After the 1977 general elections — the BKD had become the Bharatiya Lok Dal by then — the Opposition came together to form the Janata Party, and Yadav was one of its firebrand leaders. When the Janata Party imploded, Yadav went on to the surviving fragment headed by Charan Singh, the Lok Dal.

He became chief minister for the first time in 1989 as a leader of the Janata Dal, backed by the BJP. He was just 50. It was in 1992 that he formed the Samajwadi Party, which would define UP politics for the next 25 years.

“As the defence minister of the country and chief minister of Uttar Pradesh, the contribution of Yadav will remain unforgettable. More than that, his struggle for the oppressed and downtrodden will always be remembered,” Congress chief Sonia Gandhi said in a statement.

In 1998, with no party with a majority at the Centre, Yadav had come together with Sharad Pawar to deny Gandhi a chance at cobbling together a majority coalition. However, 10 years later, in 2008, he saved the United Progressive Alliance government when its fall seemed imminent over the India-US nuclear deal.

In his 50-odd years in politics, the 1990s were by far the most important. Yadav not only propelled himself onto the national stage but also fuelled the churn in heartland politics after the Mandal commission report was accepted and instituted 27% reservation to backward classes in educational institutions and government jobs. It was also the first stirrings of a political impulse that would ultimately come to hurt the SP – the entrenching of associates and family members in positions of power.

Alongside him was another leader from the Mandal agitation – Lalu Prasad Yadav in Bihar. “Netaji is immortal. Socialism is immortal,” Lalu Prasad said in a political meeting in Patna, as thousands of his supporters echoed him.

On October 30, 1990, then UP CM Yadav gave an order to the police to open fire at kar sevaks (religious volunteers) who had gathered in Ayodhya to march towards the Babri Masjid. The firing led to chaos and a stampede. Police chased down the kar sevaks on the streets of Ayodhya.

This proved to be a tipping point and in 1991, the BJP withdrew support to his government. The BJP won the elections that followed, and Kalyan Singh was sworn in.

In October 1992, Yadav founded the SP. Just two months later, the Babri Masjid was demolished in Ayodhya. Overnight, Yadav became the face of secular politics, and began to stitch together a coalition of Yadavs and Muslims — a potent formation that would hold good for the better part of the next two decades.

But the chinks in his political armour began appearing with the rise of the BJP.
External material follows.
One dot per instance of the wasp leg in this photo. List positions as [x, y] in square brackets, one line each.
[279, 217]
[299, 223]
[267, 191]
First, his brother Shivpal fell out with his son Akhilesh Yadav, leading to a split in the party. Then, the party found its electoral footprint dramatically shrinking as its old-style politics of patronage was bested by the BJP in two state and national elections. With his advanced age, Yadav also ceded responsibility to his son and campaigned only sparingly, though his bonhomie with PM Modi was evident in Parliament.

Also evident was his personal touch with ordinary people and his network — he knew someone in every village, block, and district in the state. In resurrecting the SP, his successors will need every bit of his grassroots connect.

“Yadav crafted a space for himself not just in UP but across the country. People only talk about his politics but he was among those rare politicians who cared about the environment too, as was evident when he came up Lohia Park in the heart of Lucknow, one where VIPs and commoners all head to fill up their lungs with oxygen. He kept his party and his family together. His death now leaves a huge vacuum which will take some doing,” said AP Tiwari, a political analyst.